Net debt hits $3 billion mark
Government’s net debt has risen to $3 billion, the finance minister revealed yesterday.
But Curtis Dickinson said the landmark figure could have been higher had Government not put the brakes on spending after the Covid-19 pandemic struck.
Mr Dickinson said the pandemic response had cost almost $290 million as he outlined the Government’s financial performance over the last 12 months.
He said the coronavirus lightened the Government’s purse in two ways – a reduction in revenues coupled with increased expenditure.
Mr Dickinson added that Government’s 2020/21 revenue had been cut from $1.1 billion to $960 million.
He said the reduction was “due mainly to the impact of the Covid-19 pandemic on just about all of the Government’s revenue sources, the primary impacts being lower payroll tax, Customs duty, and the loss of most tourism-related taxes and levies”.
Mr Dickinson added expenditure estimates for the year were also sabotaged by the pandemic.
The cost of running government services for the 12 months to the end of March 2021 was at first estimated at $935 million.
But the final figure is now expected to top $1 billion.
Mr Dickinson said Government spent an unbudgeted $127.2 million on Covid-19- related expenses, including a $56.8 million emergency benefits programme for people thrown out work as a result of the pandemic.
He added: “Once the decision was made to shut down our island economy, we had less than one week to get money to our people who were sacrificing so much.
“It is no exaggeration to say that we had to break it to make it.
“Bureaucratic machinery is not made for quick pivots.
“However, we achieved our objective – to provide timely and much needed help to our people in an unprecedented crisis.“
Mr Dickinson told MPs that the Government was forced to slash spending on non-essential services.
He said that a freeze on the funding of vacant posts, a ban on Government travel and reductions in discretionary spending such as training, had resulted in savings of more than $55 million – cuts that meant the “normal operating expenses of the Government” for the year came in almost 6 per cent lower than the original estimate of $935.6 million.
Mr Dickinson added: “Given the projections outlined above, the revised estimate of the overall deficit for 2020/21 is $245.5 million, or $225.7 million more than the $19.8 million deficit that was originally projected.

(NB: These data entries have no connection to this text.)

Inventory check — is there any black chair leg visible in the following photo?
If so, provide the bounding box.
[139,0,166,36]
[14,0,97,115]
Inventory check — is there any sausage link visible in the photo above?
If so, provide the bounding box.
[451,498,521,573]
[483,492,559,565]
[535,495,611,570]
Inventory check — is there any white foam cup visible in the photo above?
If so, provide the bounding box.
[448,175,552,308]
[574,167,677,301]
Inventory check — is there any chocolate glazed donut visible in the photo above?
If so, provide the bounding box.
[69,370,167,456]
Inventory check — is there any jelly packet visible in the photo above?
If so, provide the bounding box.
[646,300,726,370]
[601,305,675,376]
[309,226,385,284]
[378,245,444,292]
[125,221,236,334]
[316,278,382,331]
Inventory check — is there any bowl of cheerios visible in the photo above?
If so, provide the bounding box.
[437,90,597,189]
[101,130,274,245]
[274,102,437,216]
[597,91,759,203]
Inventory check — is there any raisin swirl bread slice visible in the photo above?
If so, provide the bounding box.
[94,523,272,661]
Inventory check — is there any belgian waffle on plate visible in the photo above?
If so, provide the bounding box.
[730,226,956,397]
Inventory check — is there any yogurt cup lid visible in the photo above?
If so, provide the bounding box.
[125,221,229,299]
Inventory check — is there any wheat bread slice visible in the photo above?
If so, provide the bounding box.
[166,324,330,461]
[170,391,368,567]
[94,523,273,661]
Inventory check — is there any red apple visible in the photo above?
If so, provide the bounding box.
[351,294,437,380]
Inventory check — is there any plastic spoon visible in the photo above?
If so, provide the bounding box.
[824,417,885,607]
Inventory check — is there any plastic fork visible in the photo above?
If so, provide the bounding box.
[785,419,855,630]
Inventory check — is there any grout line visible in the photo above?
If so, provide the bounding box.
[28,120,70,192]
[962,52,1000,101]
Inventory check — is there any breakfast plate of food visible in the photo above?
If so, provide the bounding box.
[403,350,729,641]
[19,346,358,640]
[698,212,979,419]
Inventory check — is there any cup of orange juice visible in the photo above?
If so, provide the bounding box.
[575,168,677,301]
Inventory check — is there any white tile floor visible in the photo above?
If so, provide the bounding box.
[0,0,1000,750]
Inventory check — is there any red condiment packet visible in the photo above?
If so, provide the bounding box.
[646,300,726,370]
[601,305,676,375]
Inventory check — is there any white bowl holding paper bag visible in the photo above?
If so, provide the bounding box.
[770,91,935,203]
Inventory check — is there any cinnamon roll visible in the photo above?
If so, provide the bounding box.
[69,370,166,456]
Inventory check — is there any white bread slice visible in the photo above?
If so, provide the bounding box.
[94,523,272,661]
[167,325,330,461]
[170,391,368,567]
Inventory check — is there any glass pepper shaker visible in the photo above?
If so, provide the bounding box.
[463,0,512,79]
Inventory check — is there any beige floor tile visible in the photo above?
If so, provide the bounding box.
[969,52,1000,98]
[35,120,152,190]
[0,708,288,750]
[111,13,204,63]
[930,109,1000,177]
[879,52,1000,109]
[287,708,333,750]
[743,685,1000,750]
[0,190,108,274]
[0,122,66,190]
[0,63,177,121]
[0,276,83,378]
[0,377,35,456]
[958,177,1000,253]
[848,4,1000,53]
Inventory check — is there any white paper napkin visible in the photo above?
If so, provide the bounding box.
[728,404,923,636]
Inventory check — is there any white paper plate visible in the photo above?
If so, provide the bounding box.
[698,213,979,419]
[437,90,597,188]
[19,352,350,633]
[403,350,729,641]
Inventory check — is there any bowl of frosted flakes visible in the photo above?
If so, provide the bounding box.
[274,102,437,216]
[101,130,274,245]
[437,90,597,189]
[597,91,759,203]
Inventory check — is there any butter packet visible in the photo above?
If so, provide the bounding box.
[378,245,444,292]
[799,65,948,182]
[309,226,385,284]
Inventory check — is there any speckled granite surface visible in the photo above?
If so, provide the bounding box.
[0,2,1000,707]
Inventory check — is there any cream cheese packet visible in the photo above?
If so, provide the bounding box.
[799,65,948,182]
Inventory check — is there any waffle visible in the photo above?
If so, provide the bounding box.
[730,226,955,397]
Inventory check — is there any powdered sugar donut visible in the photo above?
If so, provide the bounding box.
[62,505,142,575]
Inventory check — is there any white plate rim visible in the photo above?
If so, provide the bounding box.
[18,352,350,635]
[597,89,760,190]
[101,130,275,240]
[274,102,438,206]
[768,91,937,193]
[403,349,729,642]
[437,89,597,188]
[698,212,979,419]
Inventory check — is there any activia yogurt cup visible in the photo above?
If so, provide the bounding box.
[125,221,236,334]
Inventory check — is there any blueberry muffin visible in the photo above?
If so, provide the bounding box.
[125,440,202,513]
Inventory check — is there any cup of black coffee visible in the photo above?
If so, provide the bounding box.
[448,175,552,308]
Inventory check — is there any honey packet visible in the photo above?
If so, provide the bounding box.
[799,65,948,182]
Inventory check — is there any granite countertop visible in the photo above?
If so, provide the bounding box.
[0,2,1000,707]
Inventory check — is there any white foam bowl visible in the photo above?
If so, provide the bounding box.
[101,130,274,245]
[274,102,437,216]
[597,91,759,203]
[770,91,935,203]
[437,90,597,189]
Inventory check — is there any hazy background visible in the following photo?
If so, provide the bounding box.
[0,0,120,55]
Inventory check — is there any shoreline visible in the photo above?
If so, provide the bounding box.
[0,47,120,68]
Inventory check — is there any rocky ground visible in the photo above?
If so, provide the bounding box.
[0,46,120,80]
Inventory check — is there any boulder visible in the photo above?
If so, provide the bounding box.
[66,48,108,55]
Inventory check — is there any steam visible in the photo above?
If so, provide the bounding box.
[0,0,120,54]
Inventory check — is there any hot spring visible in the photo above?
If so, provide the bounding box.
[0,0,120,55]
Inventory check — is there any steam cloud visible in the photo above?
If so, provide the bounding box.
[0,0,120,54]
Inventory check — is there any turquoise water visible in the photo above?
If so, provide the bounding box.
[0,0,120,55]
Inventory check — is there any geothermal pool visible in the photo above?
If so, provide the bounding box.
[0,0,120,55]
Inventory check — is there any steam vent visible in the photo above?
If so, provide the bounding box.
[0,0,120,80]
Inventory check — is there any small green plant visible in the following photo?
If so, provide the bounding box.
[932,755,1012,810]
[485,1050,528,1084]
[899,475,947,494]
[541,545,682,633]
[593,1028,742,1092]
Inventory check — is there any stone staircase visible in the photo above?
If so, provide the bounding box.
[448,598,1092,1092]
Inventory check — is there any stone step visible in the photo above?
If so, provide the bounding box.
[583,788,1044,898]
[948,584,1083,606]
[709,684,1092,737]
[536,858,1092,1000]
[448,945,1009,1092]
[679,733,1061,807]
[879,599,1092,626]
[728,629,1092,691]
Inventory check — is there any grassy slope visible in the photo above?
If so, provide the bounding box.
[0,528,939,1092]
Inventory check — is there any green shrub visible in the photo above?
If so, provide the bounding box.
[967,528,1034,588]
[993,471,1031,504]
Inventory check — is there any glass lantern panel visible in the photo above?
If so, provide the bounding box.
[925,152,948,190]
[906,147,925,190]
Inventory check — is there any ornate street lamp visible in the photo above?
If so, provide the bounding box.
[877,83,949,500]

“As of 31 March 2021, net debt will stand at $3 billion. The Sinking Fund balance will be approximately $348.8 million, which will be used to help fund future deficits.”
Mr Dickinson said he was “proud” that the island had coped with the crisis “with humanity and discipline … grace and fortitude”.
He added: “As challenging as this time has been, we have navigated this pandemic well and avoided some of the devastation and confusion that have plagued so many of our international neighbours, large and small.”
But he warned that, although Bermuda was at “the cusp of a clear path to recovery”, major problems remained.
Mr Dickinson said: “Today, we have significant financial commitments, including approximately $3 billion in net public debt, financial guarantees for the new airport and acute care wing and the block grant which covers health services.
“There are also significant actuarial funding gaps in the public sector superannuation fund, the Government Employees Health Insurance Fund and Bermuda’s Contributory Pension Fund.
“Increased spending resulting from the pandemic and funding economic recovery is driving further near-term deficits and increased pressure on public finances.”